Double-labeling fluorescent immunohistochemistry against S- and M-opsins was carried out on retinal whole mounts to examine and compare the density and distribution pattern of cone types in diabetic and age-matched control animals. Isodensity maps of Wistar rat retinas are shown in
Figure 3. In control retinas, a typical centroperipheral gradient was present for M-cones, with central peak densities reaching approximately 5000 cones/mm
2. Density values dropped significantly toward the periphery. For S-cones there was a detectable difference between the superior and the inferior retinal halves, with average values of 100 to 200 cones/mm
2 superiorly and 800 to 900 cones/mm
2 inferiorly. We detected a sharp increase in the density of S-cones at the peripheral rim of the retina, reaching extremely high numbers (>1200 cones/mm
2) in the superior retinal regions. The density values shown here are in close agreement with those reported by others.
38–40 In line with the literature, great interindividual variability was detected even between healthy controls. Comparing the results with those of diabetic retinas, similar density values and distribution patterns were revealed in diabetic animals, and no changes for either cone type were evident (
Fig. 3). Quantitatively, the average number of cones counted in a single retina with 83 counting frames did not show any statistically significant difference. A total of 5621 ± 754 vs. 5467 ± 660 M-cones and 3048 ± 776 vs. 2725 ± 259 S-cones were counted in control and diabetic retinas, respectively. However, an interesting feature was noted. A significant population of cones coexpressed both opsins in the diabetic retinas, reaching especially high local densities in peripheral regions (dual cones,
Figs. 3,
4). Such dual cones were rarely seen in adult control specimens.
Similarly, no major difference was detected regarding the S- and M-cone densities in the superior-nasal quadrant of Sprague-Dawley rat retinas analyzed, but an increase in the number of dual cones was highly visible (not shown).
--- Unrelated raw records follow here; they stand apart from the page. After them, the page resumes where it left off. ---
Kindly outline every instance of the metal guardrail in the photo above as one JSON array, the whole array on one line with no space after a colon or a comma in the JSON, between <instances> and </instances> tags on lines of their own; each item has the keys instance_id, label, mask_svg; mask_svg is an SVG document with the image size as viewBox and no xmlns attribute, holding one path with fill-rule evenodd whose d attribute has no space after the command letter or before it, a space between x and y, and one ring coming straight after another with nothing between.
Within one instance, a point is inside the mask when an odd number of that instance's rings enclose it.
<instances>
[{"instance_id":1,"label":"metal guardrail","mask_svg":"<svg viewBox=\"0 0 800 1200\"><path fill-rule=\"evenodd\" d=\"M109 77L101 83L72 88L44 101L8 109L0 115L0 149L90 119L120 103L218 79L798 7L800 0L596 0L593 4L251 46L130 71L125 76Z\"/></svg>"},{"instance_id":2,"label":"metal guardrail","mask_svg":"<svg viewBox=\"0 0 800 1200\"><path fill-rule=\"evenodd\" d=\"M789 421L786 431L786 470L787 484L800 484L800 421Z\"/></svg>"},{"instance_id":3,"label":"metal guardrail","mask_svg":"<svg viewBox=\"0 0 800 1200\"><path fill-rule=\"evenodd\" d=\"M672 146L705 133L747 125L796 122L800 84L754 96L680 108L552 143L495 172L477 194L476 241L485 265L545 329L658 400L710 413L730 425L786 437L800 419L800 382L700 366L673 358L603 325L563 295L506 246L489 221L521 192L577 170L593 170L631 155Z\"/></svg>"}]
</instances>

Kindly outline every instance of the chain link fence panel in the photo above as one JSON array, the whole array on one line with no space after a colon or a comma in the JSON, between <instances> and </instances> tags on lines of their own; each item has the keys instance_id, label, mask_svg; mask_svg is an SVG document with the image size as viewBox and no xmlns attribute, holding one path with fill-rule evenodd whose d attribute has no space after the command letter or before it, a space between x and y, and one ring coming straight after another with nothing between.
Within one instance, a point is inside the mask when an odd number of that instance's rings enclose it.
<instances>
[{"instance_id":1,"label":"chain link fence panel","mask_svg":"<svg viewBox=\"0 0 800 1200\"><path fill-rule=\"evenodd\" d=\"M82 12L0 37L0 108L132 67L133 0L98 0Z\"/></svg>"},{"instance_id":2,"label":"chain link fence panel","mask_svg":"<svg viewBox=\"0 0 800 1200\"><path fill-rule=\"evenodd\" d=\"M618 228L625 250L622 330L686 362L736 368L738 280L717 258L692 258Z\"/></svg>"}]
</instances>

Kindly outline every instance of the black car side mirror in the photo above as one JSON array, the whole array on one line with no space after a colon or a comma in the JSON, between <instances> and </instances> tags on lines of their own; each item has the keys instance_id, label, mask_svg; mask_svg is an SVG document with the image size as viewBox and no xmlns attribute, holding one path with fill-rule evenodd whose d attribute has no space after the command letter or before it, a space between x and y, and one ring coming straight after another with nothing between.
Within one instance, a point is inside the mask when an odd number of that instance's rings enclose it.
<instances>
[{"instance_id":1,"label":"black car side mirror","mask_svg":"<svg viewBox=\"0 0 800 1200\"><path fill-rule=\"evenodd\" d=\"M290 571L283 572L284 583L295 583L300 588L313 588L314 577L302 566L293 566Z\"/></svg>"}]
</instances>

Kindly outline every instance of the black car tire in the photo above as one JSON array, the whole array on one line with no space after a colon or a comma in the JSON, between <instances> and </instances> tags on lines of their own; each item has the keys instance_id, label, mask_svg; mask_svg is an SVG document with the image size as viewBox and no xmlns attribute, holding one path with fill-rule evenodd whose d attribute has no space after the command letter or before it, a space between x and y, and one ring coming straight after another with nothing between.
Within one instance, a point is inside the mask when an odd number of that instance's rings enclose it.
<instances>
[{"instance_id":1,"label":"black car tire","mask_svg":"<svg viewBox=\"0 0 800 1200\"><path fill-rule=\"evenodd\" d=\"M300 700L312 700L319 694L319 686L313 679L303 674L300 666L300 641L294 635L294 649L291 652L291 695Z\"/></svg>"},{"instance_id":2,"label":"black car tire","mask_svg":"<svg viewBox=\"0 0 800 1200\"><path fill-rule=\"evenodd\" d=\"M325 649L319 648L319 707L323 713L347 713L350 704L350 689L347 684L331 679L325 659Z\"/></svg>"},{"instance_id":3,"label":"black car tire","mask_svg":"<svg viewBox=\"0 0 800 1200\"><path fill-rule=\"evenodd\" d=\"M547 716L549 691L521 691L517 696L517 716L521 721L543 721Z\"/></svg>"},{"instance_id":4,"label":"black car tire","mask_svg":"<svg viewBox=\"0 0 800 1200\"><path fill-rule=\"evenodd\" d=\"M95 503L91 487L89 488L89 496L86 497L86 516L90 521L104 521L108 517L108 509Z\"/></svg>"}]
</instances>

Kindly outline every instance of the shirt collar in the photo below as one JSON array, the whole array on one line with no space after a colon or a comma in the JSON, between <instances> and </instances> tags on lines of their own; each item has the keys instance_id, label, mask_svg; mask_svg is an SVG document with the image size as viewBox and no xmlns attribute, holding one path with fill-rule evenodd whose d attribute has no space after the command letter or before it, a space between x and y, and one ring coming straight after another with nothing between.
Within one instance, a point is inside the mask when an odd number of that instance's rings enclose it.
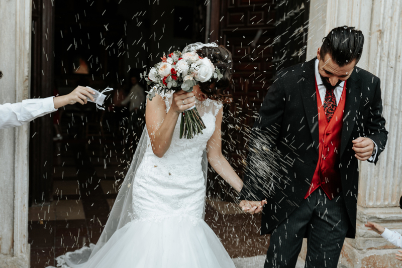
<instances>
[{"instance_id":1,"label":"shirt collar","mask_svg":"<svg viewBox=\"0 0 402 268\"><path fill-rule=\"evenodd\" d=\"M317 81L317 85L320 86L321 85L324 84L323 83L323 80L321 79L321 77L320 76L320 73L318 72L318 62L319 62L318 59L316 59L316 62L315 64L314 67L314 72L316 74L316 80ZM345 84L345 81L342 81L341 83L338 85L337 87L341 87L343 88L344 84Z\"/></svg>"}]
</instances>

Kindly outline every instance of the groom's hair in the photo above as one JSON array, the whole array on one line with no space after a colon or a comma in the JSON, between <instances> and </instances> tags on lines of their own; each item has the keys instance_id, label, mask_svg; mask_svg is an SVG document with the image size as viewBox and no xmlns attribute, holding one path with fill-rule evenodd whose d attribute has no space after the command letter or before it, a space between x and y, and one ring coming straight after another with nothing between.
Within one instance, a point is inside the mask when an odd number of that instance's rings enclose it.
<instances>
[{"instance_id":1,"label":"groom's hair","mask_svg":"<svg viewBox=\"0 0 402 268\"><path fill-rule=\"evenodd\" d=\"M327 53L340 67L356 60L359 62L363 52L364 36L354 27L342 26L332 29L323 39L320 54L323 59Z\"/></svg>"}]
</instances>

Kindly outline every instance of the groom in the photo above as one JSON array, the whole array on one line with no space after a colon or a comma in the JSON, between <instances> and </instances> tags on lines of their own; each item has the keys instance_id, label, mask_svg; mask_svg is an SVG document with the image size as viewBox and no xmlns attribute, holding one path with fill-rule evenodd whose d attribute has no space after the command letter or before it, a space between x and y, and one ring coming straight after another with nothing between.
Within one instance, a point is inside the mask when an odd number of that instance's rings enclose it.
<instances>
[{"instance_id":1,"label":"groom","mask_svg":"<svg viewBox=\"0 0 402 268\"><path fill-rule=\"evenodd\" d=\"M279 72L264 99L240 205L257 211L252 201L266 198L265 268L294 267L303 237L306 267L335 268L355 237L357 160L375 164L388 134L380 79L356 67L364 42L353 27L333 29L317 58Z\"/></svg>"}]
</instances>

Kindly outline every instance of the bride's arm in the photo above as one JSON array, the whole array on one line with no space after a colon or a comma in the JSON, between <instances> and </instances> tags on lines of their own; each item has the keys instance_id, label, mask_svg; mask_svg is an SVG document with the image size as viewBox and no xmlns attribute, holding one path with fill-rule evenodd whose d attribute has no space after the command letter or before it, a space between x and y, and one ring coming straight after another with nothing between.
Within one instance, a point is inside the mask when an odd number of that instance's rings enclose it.
<instances>
[{"instance_id":1,"label":"bride's arm","mask_svg":"<svg viewBox=\"0 0 402 268\"><path fill-rule=\"evenodd\" d=\"M180 113L195 104L192 92L186 93L183 90L174 93L172 104L167 113L165 101L159 95L157 94L152 100L147 103L145 110L147 130L152 151L158 157L163 157L170 146L174 127Z\"/></svg>"},{"instance_id":2,"label":"bride's arm","mask_svg":"<svg viewBox=\"0 0 402 268\"><path fill-rule=\"evenodd\" d=\"M243 188L243 181L222 155L221 125L222 122L223 110L223 108L221 108L217 115L215 130L207 144L207 155L208 162L215 171L236 191L240 192Z\"/></svg>"}]
</instances>

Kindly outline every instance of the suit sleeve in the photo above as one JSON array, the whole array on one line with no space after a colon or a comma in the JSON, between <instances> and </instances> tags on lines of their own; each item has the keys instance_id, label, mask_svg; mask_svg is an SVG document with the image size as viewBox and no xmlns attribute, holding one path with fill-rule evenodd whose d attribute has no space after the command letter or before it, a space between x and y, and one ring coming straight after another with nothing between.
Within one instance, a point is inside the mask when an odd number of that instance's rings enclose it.
<instances>
[{"instance_id":1,"label":"suit sleeve","mask_svg":"<svg viewBox=\"0 0 402 268\"><path fill-rule=\"evenodd\" d=\"M269 196L285 100L283 87L278 80L268 90L250 135L241 199L260 201Z\"/></svg>"},{"instance_id":2,"label":"suit sleeve","mask_svg":"<svg viewBox=\"0 0 402 268\"><path fill-rule=\"evenodd\" d=\"M382 100L381 98L379 79L375 87L375 93L365 128L366 133L369 133L367 137L377 145L377 155L373 161L374 164L376 164L378 157L385 149L388 136L388 131L385 129L385 119L382 116Z\"/></svg>"}]
</instances>

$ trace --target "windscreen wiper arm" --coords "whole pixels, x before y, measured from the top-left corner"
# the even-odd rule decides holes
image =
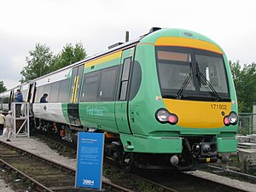
[[[216,90],[212,87],[212,85],[211,84],[211,83],[207,80],[207,79],[206,78],[206,76],[204,76],[204,74],[200,72],[199,67],[198,67],[198,63],[196,62],[196,76],[198,78],[198,82],[201,85],[201,80],[202,79],[207,85],[211,89],[212,91],[208,92],[214,96],[218,101],[221,100],[220,96],[218,95]]]
[[[183,83],[181,88],[179,89],[179,90],[177,93],[177,97],[178,97],[178,98],[182,98],[183,97],[182,94],[183,94],[183,90],[187,88],[187,86],[188,86],[190,79],[191,79],[191,73],[189,73],[189,75],[186,78],[186,79]]]

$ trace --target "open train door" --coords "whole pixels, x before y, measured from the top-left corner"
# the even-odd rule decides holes
[[[131,73],[131,63],[133,61],[134,48],[123,50],[120,67],[119,92],[115,103],[115,119],[119,132],[132,134],[130,127],[129,118],[129,84]]]
[[[73,67],[71,78],[71,90],[69,94],[69,102],[67,104],[67,113],[69,122],[76,125],[81,125],[79,103],[84,70],[84,64]]]

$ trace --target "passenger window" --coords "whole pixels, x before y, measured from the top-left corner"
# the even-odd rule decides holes
[[[50,100],[48,100],[48,102],[57,102],[57,101],[58,101],[58,95],[59,95],[60,84],[61,83],[58,81],[58,82],[53,83],[51,84]]]
[[[40,99],[44,95],[44,86],[37,87],[37,93],[36,93],[36,102],[40,102]]]
[[[100,72],[84,75],[84,82],[81,94],[81,102],[96,102],[97,100]]]
[[[58,95],[58,102],[67,102],[70,79],[61,80]]]
[[[118,67],[103,69],[101,73],[99,101],[113,101],[117,81]]]
[[[42,95],[38,96],[39,96],[39,102],[40,102],[40,99],[44,96],[44,93],[48,94],[47,101],[49,102],[51,102],[51,97],[52,97],[51,95],[50,95],[51,94],[51,84],[44,85],[44,93]]]

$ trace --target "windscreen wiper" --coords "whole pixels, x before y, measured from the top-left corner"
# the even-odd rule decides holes
[[[187,88],[187,86],[188,86],[190,79],[191,79],[191,73],[189,73],[189,75],[186,78],[186,79],[183,83],[181,88],[179,89],[179,90],[177,93],[177,97],[178,97],[178,98],[182,98],[183,97],[182,94],[183,94],[183,90]]]
[[[189,67],[190,67],[190,72],[191,72],[192,71],[192,63],[191,62],[189,62]],[[191,78],[192,78],[192,75],[191,75],[191,73],[190,73],[189,75],[186,78],[186,79],[183,83],[183,84],[182,84],[181,88],[179,89],[179,90],[177,91],[177,97],[178,97],[178,98],[183,97],[183,92],[187,88]]]
[[[203,82],[211,89],[212,91],[208,90],[208,92],[216,98],[217,101],[221,100],[220,96],[218,95],[216,90],[212,87],[211,83],[207,80],[206,76],[202,73],[200,72],[198,63],[196,62],[196,77],[198,79],[199,84],[201,86],[201,80],[202,79]]]

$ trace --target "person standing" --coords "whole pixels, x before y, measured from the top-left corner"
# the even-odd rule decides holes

When the morphology of cones was studied, a remarkable difference was found between diabetic and control retinas, especially regarding the outer segments. A vast majority of M-cones showed clear signs of outer segment degeneration. The outer segments seemed to be fragmented, but thorough investigation showed that all the pieces were connected with a thin stalk (
Figs. 4D–F,
5B, 5C), suggesting that they belonged to the same deformed outer segment. This particular feature was confirmed using both M-opsin–specific antibodies in both rat strains. Interestingly, in diabetic rats, the PNA-labeled cone matrix sheath was preserved in its original form and did not seem to follow deformations of the outer segments (
Figs. 5A–C).
We also detected morphologic changes in a small population of S-cones. These cells had a reduced or invisible outer segment, while the complete cell body was labeled with S-opsin–specific antibodies (
Fig. 5F). While these cells appeared regularly in Wistar rats (one or two cell bodies per section), interestingly, none were detected in retinas of Sprague-Dawley rats.